Thanks for the clarification.

Sherman-Williams is the only paint store in my area. From other posts I have read here, SW is the better choice over Cabot or Olympic?

Earnie 02-27-2012 11:10 AM

Correction. That should be "Sherwin" - Williams. Wasn't paying attention while typing.

jsheridan 02-27-2012 03:24 PM

Earnie, some might prefer one over the other, but between SW and Cabots, the difference imo is insignificant, though I like the way SW Woodscapes works. I don't have any opinion on Olympic, never used it. I've been looking at the pic again and I'm thinking, for my taste, I'd do the window trim in a solid stain. It looks like you have enough wood siding and a solid stain might do more to contrast and set the window off against the siding. Are you planning to wash that wood prior to staining? That might be dicey over that siding. If you do, give the siding below the windows a good soaking just prior and be careful with the cleaner. At the very least, regardless of what stain you use, all the exposed, existing wood should get a good sanding with 80 or 100 grit paper to remove any degraded surface wood cells, which get destroyed by UV and can impair adhesion. I can see by the enhanced lines on the frame face that that is already an issue for you. A solid stain will do more to block UV and protect the wood longer, and reduce the recoat frequency Kenneth. (A little REM bit)

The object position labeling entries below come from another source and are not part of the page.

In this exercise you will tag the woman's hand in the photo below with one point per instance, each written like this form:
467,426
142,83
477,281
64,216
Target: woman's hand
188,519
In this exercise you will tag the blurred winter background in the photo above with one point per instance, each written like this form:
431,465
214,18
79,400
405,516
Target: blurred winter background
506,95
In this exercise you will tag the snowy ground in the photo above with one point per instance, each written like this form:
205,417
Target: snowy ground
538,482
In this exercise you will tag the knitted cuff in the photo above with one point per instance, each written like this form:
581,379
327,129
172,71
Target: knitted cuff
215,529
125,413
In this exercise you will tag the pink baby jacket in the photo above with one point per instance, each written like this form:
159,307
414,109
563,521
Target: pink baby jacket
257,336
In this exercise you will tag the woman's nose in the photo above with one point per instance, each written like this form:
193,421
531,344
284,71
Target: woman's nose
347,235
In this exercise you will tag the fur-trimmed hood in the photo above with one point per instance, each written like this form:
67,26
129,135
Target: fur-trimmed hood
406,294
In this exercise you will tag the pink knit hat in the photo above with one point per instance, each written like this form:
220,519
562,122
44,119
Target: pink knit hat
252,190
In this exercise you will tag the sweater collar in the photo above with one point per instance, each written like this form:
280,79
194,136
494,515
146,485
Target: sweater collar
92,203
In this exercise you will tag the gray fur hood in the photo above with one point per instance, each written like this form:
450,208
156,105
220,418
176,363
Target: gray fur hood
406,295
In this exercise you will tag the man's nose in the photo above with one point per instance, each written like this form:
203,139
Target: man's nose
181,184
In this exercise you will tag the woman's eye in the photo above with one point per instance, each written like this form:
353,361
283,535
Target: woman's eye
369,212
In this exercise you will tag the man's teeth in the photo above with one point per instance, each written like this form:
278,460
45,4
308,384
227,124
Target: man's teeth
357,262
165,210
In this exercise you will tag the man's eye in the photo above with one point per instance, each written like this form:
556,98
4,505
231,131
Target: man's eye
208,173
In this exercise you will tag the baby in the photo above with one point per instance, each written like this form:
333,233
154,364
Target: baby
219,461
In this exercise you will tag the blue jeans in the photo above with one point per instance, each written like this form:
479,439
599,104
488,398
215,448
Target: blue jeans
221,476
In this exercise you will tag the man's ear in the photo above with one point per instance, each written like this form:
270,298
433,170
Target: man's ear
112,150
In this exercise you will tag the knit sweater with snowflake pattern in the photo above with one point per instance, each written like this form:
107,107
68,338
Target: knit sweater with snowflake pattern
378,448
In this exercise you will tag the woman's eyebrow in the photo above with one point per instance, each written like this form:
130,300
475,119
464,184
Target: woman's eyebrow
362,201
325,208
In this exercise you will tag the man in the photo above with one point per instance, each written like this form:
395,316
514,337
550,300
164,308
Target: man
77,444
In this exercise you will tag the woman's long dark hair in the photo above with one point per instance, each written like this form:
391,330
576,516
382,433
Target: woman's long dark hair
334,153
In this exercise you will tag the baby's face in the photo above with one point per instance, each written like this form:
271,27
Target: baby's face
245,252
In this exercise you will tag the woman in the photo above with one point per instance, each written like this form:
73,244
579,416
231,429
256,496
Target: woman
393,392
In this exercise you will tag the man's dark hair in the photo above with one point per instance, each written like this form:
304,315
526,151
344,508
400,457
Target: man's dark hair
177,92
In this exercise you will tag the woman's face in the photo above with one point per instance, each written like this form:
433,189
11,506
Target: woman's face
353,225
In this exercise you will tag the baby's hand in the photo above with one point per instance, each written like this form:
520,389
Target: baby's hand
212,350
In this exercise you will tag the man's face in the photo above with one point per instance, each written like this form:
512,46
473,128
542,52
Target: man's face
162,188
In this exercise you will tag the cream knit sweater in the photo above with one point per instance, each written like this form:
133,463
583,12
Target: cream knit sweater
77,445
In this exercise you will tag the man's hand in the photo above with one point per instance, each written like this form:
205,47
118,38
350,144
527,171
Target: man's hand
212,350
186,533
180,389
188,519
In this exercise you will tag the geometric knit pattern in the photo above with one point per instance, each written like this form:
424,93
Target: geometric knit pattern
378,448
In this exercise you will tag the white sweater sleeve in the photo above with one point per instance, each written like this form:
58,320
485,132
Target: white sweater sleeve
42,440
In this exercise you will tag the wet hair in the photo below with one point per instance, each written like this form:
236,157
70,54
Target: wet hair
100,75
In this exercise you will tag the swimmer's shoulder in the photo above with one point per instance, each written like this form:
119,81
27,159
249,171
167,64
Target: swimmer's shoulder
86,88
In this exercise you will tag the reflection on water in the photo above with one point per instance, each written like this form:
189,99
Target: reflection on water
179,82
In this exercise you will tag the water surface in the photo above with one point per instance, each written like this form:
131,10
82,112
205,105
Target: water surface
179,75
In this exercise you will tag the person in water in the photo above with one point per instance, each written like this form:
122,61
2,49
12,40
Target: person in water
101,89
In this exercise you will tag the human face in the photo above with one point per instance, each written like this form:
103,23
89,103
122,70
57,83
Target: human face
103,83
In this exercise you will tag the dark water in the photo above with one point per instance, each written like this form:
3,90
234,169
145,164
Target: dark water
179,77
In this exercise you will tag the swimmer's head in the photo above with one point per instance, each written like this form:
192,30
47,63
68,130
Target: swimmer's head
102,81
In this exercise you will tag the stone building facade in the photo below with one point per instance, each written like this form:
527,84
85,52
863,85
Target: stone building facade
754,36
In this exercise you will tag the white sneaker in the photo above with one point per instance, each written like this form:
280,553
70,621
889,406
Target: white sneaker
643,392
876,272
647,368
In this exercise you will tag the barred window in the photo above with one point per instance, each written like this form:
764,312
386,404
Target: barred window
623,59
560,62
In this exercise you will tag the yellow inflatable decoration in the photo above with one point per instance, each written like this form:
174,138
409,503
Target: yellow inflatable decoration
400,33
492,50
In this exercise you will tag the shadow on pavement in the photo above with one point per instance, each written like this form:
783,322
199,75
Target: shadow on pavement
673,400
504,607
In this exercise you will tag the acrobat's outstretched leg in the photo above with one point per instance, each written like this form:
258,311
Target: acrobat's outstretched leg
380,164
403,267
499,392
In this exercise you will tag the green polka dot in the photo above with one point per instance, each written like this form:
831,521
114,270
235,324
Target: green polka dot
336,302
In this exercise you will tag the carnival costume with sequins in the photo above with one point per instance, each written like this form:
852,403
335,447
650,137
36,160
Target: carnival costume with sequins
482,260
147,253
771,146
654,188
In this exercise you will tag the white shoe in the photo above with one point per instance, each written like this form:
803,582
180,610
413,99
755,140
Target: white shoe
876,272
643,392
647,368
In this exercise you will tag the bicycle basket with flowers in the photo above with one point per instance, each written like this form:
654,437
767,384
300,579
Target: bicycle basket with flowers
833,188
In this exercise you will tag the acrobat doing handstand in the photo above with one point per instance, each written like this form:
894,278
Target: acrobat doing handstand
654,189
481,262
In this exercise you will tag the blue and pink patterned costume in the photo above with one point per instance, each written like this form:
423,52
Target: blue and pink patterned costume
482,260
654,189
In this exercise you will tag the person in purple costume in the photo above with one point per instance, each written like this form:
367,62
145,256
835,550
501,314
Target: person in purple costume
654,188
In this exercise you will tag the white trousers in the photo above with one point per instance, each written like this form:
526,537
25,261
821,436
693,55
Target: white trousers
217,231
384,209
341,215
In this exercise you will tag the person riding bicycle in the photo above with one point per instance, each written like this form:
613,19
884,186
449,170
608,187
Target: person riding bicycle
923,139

Earnie 02-27-2012 03:51 PM

Thanks for the help. I do appreciate it.

I'll post an updated picture in a few days. The window frame is being re-worked so the 1x4 trim will be new un-stained yellow pine. I'm also adding a new yellow pine sill that will extend beyond the 1x4 trim.

Here is our color idea.

Sill and casing will be a dark solid stain to match the window color.

1x4 trim around the window will be a red toned solid stain.